Caminamos por una calle de tierra rodeada de árboles, en la que no se veía nada. Salimos a la calle que bordea el río y bajamos en la primera entrada. Ese tramo era mucho más desnivelado. Rocas, baches alternados, nada liso.
Me caí de culo.
—Gracias, gracias, estoy bien, tengo el culo acolchonado.
—Bastante bien, igual, ¿sabés los palos que nos hemos dado hasta conocer el terreno?
Llegamos al río.
Ahí, en la orilla, se podía apreciar aún mejor el escenario que veíamos por los ventanales, pero ahora con un tronco como respaldo y algunas piedras oficiando de asientos.
Estábamos alrededor de un fuego espeluznante que el Grillo y Toby crearon en cuestión de minutos.
Agustín y la cantante fueron a buscar más leña y cayeron al rato con una cantidad alebosa que emocionó a Toby.
"Estás aprendiendo", le dijo al Agus.
"Del mejor", le respondió y se dieron un abrazo.
Wau, qué escena más hermosa, wachos.
Al toque uno se tiró al agua y volvió a secarse al fuego.

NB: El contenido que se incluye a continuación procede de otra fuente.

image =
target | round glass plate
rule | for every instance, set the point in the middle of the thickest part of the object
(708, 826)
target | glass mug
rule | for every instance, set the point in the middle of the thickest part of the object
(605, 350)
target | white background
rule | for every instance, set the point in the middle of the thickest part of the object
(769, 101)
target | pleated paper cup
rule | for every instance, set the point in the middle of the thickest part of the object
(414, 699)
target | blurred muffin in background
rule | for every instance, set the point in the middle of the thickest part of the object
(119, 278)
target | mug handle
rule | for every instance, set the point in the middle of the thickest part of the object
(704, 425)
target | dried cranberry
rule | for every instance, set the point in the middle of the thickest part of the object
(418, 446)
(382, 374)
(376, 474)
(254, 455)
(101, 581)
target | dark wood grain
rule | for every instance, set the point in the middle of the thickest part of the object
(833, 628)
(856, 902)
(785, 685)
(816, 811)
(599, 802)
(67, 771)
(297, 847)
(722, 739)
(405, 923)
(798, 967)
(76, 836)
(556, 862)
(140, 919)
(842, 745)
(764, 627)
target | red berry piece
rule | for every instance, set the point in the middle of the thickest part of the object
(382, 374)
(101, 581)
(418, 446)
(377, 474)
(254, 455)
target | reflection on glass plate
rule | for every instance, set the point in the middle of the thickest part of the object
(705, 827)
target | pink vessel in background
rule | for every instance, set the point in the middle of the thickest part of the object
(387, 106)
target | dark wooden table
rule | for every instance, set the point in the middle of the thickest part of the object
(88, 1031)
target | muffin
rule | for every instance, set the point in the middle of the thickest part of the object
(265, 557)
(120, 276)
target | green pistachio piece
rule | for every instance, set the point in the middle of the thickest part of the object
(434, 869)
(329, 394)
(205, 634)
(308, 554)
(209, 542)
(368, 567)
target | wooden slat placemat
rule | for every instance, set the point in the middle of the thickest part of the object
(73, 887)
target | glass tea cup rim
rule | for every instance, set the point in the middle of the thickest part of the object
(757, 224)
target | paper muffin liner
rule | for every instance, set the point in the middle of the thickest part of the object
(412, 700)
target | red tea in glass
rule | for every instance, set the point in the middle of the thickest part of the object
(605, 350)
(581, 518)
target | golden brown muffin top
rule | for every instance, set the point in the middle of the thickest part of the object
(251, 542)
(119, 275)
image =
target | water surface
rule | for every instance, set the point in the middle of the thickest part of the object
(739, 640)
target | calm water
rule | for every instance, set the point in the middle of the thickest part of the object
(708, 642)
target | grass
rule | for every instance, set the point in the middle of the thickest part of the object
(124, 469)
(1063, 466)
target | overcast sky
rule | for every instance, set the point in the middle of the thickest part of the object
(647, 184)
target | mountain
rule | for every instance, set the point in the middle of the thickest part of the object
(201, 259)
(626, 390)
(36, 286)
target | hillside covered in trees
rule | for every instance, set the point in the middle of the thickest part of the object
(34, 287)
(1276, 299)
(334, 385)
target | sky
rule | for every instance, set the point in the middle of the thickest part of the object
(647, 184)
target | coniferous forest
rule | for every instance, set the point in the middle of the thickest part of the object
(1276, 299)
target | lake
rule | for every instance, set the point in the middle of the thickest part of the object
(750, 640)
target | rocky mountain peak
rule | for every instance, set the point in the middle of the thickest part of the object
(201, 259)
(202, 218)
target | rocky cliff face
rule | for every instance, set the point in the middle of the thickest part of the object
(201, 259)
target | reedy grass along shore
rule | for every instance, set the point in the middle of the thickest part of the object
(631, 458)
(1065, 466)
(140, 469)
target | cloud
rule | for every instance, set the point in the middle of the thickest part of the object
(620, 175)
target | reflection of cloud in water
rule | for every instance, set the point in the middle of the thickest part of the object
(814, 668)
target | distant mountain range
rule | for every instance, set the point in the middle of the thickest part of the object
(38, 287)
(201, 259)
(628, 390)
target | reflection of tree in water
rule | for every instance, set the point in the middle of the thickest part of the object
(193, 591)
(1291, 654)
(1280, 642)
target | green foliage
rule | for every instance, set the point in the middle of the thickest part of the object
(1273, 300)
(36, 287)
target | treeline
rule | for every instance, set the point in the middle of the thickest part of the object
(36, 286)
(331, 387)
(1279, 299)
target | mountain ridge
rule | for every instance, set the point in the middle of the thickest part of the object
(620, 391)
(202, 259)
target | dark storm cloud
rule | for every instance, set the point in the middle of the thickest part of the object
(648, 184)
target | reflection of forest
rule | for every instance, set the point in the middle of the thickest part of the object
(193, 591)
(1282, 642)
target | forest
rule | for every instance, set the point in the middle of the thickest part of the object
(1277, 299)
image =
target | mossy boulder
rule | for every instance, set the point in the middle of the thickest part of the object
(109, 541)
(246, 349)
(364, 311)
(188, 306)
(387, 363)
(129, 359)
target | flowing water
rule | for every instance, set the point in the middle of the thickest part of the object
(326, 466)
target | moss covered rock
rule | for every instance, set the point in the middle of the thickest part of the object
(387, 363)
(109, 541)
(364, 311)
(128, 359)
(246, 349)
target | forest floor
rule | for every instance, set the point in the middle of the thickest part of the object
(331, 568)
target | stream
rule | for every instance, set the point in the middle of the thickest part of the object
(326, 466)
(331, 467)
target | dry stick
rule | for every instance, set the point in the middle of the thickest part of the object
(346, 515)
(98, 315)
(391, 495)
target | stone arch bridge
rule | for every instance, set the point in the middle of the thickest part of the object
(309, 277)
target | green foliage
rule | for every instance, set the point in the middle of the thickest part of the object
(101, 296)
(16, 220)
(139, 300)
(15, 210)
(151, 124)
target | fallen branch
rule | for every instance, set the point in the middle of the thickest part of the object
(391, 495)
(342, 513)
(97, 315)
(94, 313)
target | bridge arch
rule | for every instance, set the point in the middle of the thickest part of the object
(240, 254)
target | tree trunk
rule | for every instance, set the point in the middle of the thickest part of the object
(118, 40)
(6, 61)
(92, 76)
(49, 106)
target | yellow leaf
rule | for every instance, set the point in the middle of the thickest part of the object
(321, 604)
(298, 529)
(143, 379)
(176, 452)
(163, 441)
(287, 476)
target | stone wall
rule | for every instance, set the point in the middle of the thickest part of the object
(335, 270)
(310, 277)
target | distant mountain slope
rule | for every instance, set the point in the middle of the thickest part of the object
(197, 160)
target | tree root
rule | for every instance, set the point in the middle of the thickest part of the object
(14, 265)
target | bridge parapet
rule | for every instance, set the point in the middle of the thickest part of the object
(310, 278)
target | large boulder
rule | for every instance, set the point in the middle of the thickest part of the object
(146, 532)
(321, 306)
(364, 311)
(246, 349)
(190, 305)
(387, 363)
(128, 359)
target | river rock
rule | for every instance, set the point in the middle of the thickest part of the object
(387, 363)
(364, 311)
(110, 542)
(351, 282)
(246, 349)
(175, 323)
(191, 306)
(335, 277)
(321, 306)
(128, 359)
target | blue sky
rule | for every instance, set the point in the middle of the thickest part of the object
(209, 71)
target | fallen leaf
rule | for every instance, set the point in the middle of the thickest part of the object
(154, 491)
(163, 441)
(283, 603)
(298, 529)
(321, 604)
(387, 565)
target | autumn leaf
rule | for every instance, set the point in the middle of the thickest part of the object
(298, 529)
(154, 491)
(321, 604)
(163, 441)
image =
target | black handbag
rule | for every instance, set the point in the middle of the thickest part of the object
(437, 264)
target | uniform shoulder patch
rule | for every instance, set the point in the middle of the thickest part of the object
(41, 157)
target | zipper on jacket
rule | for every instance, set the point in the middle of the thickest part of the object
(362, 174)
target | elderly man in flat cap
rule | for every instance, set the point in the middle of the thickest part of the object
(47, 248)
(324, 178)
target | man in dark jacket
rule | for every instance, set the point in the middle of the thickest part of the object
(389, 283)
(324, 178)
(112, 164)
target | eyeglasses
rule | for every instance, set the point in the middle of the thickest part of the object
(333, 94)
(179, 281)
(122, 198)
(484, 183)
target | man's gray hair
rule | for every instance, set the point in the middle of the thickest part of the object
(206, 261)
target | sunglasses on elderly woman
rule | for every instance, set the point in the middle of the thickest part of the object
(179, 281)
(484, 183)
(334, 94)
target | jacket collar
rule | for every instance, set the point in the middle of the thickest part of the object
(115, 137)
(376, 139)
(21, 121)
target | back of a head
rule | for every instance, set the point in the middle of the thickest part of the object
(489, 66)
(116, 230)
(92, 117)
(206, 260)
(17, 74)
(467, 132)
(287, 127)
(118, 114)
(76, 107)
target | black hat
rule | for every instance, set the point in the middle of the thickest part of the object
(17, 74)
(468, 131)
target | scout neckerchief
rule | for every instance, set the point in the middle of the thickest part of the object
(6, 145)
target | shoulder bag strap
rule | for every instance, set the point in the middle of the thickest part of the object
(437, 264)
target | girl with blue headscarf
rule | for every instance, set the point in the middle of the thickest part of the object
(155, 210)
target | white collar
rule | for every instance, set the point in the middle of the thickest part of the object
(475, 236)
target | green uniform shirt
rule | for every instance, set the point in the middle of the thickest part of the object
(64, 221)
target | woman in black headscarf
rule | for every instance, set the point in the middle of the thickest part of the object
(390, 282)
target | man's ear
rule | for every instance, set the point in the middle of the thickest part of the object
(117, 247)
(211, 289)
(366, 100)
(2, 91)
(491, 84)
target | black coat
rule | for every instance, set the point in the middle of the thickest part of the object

Dijo que cuándo más iban a disfrutar del río con ese cielo. Y así fue que empezaron a imitarlo varios pibes y la cantante. Kali se llamaba. Se tiraron desde piedras a 10, 12, 20 metros de distancia del agua.
Se escuchaban los gritos a lo lejos, y los sonidos de animales que hacían para comunicarse con nosotres que estábamos en la fogata.
Todo muy lindo pero no me dio el espíritu aventurero. Muy tirada en la arena yo, muy envuelta en una campera prestada mirando el fuego.
"Este aire está húmedo, se larga en cualquier momento", dijo el Toby como un gurú de la naturaleza, y las pibas cordobesas rajaron ahí nomás.
Estábamos abajo de un árbol y eso amortiguaba las gotas que empezaban a caer.
—Se va a cagar fundiendo.
—¿Aguantamos o nos vamos?
—Toquemos algo.
—¿Nos rescatamos o nos quedamos hasta que se pudra todo?
—Cantate la cumbia del durazno.
"Esta es la cumbia duraznera", empezó a agitar el Grillo como un payador de pasión de sábado, "esta es la cumbia duraznera. No no no no, no la baila cualquiera, no. No la baila ni la canta cualquiera no", decía el estribillo y el resto era improvisado de participante a participante.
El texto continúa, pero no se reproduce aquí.